(L’Ivresse du Pouvoir, França/Alemanha, 2005)
Não há um plano neste filme de Claude Chabrol (A Dama de Honra, 2004) que se conjugue com outro de forma gratuita. Cenas de corredores, de garagens, de saídas de prédios, tudo é encadeado de forma a desorientar e mostrar as bifurcações sistemáticas que se estabelecem de modo misterioso e orgânico e se estendem para além de nossa compreensão, na relação de promiscuidade entre as esferas pública e privada, ao narrar o dia-a-dia de uma juíza de instrução severa e um tanto vaidosa (Isabelle Huppert), que, ao conduzir uma grande investigação de corrupção, prende como exemplo o CEO de uma companhia estatal acusado de sacar dinheiro da empresa para fins pessoais. Ele é, no entanto, uma pequena peça num esquema muito maior. Há também uma dúbia relação dela com outro funcionário graduado (Patrick Bruel), o que põe em jogo sua moral aparentemente ilibada. O título original, literalmente "intoxicação do poder", fornece uma chave importante ao tratar de deslocamentos de poderes, que aqui ocorre o tempo todo. O CEO, por exemplo, no pleno comando de seus funcionários, ao ditar ordens para sua secretária logo no começo, vê-se pouco depois saindo sozinho da cadeia, abandonado pelos comparsas e publicamente execrado, tendo uma alergia constante no pescoço como sua única companheira. Na mesa da juíza, humilhando dia a dia o executivo ao devassar detalhes de sua vida íntima e invadir a casa da família dele, atrás da mesa, por meio da papelada burocrática ou da exigência sistemática de que seu nome seja dito sempre completo, "Jeanne Charmant-Killman", exerce ela à sua maneira o poder. E se diverte, se "intoxica" por ele e se envaidece ao se ver como capa de revista, ainda que, aos poucos, vai percebendo que a corrupção estende seus tentáculos para dentro dos corredores e gabinetes do Palácio de Justiça, e ela também nada mais é que uma peça no joguete bem maior entre políticos e executivos, em que o dinheiro fala mais alto, sempre. Mais uma vez, o poder se desloca, foge ao seu controle. Em certo momento, quando é ameaçada, vira vítima também e, em seqüência-chave, no hospital vê-se na mesma posição que o executivo que mandou deter. Também em sua vida pessoal, há uma ambígua relação entre ela e o sobrinho, explorada por Chabrol da mesma forma que o misterioso envolvimento dos personagens cínicos de Huppert e Michel Serrault em Negócios à Parte (1997), e que termina por diminuir sua relação com o marido, outra vítima.

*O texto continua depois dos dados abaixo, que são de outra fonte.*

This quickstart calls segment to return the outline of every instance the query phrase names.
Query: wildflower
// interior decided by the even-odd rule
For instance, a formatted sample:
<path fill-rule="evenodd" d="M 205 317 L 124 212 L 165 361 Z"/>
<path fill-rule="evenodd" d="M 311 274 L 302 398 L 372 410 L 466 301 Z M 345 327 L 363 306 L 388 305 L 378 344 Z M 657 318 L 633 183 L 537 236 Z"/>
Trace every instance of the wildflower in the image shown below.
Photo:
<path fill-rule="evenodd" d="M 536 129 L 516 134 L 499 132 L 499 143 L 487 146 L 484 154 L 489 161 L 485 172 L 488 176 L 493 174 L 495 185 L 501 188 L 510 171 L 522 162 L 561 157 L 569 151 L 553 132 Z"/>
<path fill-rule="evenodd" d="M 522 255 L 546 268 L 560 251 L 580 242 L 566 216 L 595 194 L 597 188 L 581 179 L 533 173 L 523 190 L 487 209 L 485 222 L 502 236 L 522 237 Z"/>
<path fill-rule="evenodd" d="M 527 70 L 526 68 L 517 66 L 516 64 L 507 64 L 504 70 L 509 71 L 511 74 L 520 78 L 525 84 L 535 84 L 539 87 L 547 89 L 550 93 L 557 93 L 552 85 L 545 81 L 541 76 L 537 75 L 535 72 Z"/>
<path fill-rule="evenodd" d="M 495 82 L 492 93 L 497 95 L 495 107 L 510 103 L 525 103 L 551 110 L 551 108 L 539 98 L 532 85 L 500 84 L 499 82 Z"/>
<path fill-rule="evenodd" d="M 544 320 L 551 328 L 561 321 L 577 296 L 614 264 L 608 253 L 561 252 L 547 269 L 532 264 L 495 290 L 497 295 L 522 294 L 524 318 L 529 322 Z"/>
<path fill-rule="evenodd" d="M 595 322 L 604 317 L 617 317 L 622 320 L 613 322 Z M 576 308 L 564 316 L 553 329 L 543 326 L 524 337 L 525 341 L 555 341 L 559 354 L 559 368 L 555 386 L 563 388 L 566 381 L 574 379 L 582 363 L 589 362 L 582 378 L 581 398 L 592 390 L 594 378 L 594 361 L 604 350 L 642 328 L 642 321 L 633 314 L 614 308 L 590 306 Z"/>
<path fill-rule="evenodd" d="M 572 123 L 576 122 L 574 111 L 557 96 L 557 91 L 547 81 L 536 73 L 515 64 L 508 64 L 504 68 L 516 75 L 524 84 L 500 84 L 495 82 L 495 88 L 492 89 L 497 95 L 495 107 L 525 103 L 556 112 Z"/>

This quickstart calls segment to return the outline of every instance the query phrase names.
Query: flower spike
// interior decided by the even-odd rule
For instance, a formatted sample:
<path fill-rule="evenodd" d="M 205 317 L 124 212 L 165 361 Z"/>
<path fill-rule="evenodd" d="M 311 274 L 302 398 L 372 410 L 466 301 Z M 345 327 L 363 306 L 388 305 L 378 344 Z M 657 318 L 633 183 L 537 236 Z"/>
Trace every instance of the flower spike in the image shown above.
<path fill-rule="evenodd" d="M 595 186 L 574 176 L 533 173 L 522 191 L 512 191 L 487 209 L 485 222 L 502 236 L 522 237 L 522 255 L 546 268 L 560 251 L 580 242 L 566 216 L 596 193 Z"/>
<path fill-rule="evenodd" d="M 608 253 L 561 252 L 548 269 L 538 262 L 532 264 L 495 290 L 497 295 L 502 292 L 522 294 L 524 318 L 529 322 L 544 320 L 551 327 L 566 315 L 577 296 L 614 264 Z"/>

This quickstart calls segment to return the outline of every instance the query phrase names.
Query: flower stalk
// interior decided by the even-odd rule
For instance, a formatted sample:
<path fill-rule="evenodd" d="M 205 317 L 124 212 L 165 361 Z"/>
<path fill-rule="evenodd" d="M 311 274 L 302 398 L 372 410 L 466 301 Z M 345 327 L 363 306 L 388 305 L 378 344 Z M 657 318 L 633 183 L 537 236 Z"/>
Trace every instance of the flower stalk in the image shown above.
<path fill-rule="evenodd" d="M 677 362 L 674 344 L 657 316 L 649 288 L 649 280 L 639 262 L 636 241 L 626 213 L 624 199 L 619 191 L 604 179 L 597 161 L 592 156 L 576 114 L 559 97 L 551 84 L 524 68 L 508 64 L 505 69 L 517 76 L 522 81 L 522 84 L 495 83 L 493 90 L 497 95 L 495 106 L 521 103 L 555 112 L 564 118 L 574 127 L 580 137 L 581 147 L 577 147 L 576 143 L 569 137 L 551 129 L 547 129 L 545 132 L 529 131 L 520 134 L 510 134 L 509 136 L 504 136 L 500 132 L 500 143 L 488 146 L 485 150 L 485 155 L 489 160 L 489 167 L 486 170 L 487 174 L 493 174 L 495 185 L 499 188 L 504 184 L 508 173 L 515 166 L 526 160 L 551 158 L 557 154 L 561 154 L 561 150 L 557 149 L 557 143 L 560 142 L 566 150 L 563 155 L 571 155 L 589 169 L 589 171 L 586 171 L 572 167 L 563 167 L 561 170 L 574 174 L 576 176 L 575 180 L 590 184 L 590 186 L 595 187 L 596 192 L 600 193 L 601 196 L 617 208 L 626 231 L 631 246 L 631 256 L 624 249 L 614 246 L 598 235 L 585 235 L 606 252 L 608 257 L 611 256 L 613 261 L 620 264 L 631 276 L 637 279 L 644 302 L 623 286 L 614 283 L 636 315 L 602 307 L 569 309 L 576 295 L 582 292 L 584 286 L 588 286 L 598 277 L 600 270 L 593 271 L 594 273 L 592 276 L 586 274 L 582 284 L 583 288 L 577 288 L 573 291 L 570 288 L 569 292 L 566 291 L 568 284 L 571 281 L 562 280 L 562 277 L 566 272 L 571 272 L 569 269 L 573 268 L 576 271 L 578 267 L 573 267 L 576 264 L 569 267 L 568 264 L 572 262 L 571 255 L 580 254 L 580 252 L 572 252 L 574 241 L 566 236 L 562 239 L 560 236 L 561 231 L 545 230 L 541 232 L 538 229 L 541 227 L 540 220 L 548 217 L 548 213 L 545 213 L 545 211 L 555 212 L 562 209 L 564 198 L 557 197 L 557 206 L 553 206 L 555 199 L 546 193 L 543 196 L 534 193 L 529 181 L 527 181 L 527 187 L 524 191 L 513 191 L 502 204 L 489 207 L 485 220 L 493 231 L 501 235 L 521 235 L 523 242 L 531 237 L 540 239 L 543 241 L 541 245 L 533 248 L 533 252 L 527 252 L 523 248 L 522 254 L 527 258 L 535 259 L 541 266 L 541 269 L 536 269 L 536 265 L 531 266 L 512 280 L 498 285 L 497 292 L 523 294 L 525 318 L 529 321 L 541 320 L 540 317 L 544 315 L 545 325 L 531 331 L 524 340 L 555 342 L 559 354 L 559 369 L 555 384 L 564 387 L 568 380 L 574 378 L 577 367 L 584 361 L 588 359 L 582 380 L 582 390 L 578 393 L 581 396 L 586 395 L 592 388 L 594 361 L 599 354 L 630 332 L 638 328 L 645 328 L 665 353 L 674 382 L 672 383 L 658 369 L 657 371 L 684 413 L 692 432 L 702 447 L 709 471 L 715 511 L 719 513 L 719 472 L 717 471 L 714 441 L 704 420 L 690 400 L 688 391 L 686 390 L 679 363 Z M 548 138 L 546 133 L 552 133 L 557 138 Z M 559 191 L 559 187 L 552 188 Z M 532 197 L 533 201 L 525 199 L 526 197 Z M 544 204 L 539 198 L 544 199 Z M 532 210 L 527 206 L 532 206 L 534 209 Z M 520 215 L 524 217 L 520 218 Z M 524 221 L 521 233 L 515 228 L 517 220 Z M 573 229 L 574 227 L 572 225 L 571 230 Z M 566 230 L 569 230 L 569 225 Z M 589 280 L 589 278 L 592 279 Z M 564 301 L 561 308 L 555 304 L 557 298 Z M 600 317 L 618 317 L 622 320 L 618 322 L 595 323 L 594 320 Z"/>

Rigoroso, sistemático, Chabrol não facilita, não oferece detalhes didáticos do esquema de corrupção e de como ele era operado, por exemplo. Expõe apenas e faz aqui um admirável trabalho para desorientar e frustrar o espectador no final das contas, sem oferecer soluções possíveis ou fáceis. Para isso, Huppert, brilhante e bela, plena de ambigüidades, é uma atriz essencial nesse "esquema".
4 comentários:
Finalmente estreiou...
Finalmente, mesmo.
E é bom pra dedéu!
Realmente muito bom, Domingos. Chabrol de volta à mordacidade de Mulheres Diabólicas. E obrigado pela visita e pelo comentário.